It's hot. It's jammed. It's lethal. But as Paris looks south, Mary Dejevsky sings the praises of route A6
One of the country’s most respected commentators on Russia, the EU and the US, Mary Dejevsky has worked as a foreign correspondent all over the world, including Washington, Paris and Moscow. She is now the chief editorial writer and a columnist at The Independent and regularly appears on radio and television. She is an Honorary Research Fellow at the University of Buckingham.
Friday 14 June 1996
As always, the police warn of the dangers they face: stagger your departure, they will say, stop for a rest every two hours, don't drink alcohol and, above all, avoid the A6, the "motorway to the sun", which is the city's high-speed, high-risk conduit to the Midi, except when it is jammed.

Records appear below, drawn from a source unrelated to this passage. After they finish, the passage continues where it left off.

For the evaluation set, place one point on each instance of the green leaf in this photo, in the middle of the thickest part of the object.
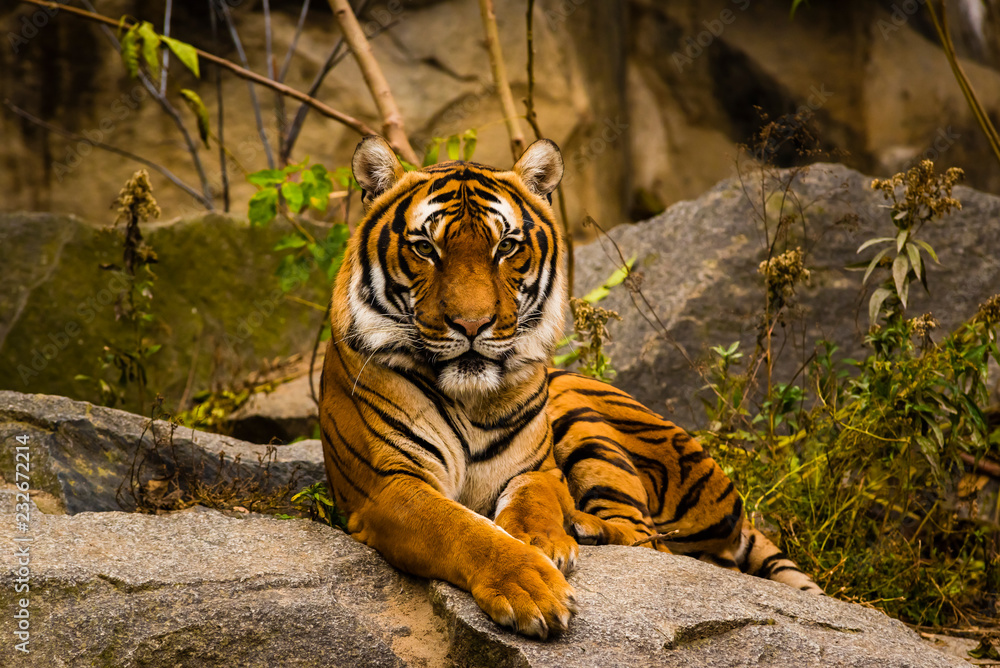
(872, 242)
(469, 146)
(430, 157)
(927, 247)
(130, 51)
(292, 192)
(452, 147)
(900, 268)
(875, 304)
(197, 107)
(263, 207)
(901, 240)
(185, 53)
(874, 263)
(567, 359)
(150, 47)
(290, 241)
(267, 177)
(914, 253)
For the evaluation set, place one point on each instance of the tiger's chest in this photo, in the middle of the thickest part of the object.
(487, 455)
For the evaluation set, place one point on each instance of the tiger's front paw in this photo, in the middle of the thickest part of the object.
(522, 590)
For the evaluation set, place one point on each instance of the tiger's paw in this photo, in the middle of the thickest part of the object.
(561, 548)
(592, 530)
(522, 590)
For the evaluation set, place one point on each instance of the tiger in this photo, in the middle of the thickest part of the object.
(449, 444)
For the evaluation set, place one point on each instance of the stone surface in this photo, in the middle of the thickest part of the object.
(699, 264)
(201, 588)
(82, 454)
(636, 121)
(217, 305)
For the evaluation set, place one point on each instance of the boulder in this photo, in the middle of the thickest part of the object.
(699, 266)
(199, 587)
(217, 305)
(87, 458)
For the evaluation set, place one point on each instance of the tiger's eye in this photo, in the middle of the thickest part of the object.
(506, 246)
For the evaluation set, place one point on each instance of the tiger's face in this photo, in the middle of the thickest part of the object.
(457, 270)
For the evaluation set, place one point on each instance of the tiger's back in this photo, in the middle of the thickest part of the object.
(653, 483)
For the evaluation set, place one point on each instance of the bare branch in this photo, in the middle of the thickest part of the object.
(171, 111)
(166, 52)
(221, 122)
(510, 114)
(283, 72)
(300, 116)
(111, 149)
(353, 123)
(392, 119)
(254, 102)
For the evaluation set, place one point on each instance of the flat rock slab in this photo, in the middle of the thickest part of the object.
(201, 588)
(81, 453)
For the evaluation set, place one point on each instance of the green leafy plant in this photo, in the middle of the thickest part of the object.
(293, 190)
(457, 147)
(865, 466)
(315, 501)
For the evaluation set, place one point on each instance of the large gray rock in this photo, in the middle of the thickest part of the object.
(218, 307)
(200, 588)
(82, 454)
(699, 264)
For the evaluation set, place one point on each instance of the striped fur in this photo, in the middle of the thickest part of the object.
(437, 411)
(645, 476)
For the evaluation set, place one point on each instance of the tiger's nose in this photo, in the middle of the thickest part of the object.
(470, 327)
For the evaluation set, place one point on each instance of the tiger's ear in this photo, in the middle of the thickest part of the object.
(540, 167)
(375, 167)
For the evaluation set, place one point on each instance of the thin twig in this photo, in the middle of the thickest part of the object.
(167, 13)
(944, 34)
(532, 118)
(499, 68)
(254, 102)
(353, 123)
(392, 119)
(164, 103)
(332, 59)
(283, 72)
(108, 147)
(220, 122)
(529, 101)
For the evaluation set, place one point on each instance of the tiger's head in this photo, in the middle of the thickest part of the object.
(457, 270)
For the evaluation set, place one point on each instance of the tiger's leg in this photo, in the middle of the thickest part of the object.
(536, 508)
(611, 502)
(420, 531)
(758, 556)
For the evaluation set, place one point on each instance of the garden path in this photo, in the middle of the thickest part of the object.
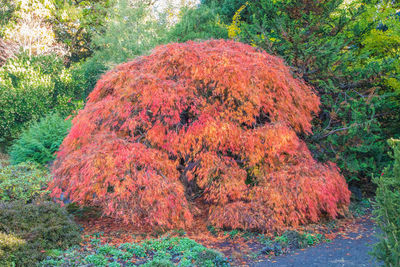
(348, 249)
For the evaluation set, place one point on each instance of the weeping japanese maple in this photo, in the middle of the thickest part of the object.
(208, 128)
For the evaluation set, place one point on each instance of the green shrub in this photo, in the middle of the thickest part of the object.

The authorities have done their best to encourage other routes: they signpost myriad alternatives along France's equivalent of A roads, they have completed a motorway out of Paris to the south-east, the A5 and they plan a similar road to the south-west. A motorway due south, the A75, is also finished bar the last stretch from the Cevennes to the sea.
Yet Parisians stubbornly prefer the A6 and I have a confession: I do too. It is not just straighter and wider than the alternatives but it supplies a constant revelation of the geography and regional diversity of France, offering an ever-changing backdrop that speeds the transition from butter-eating north to the olive- oil-drenched south and back again.
No sooner have you tired of the environs of Paris, its hypermarkets, suburban estates and low-flying planes from Orly, than you are approaching the dark layered forest of Fontainebleau. As the forest grows sparse, you are already skirting the Chablis and entering the woods and fields of Burgundy, where billboards proudly illustrate the white Charollais beef cows that graze peaceably in the meadows.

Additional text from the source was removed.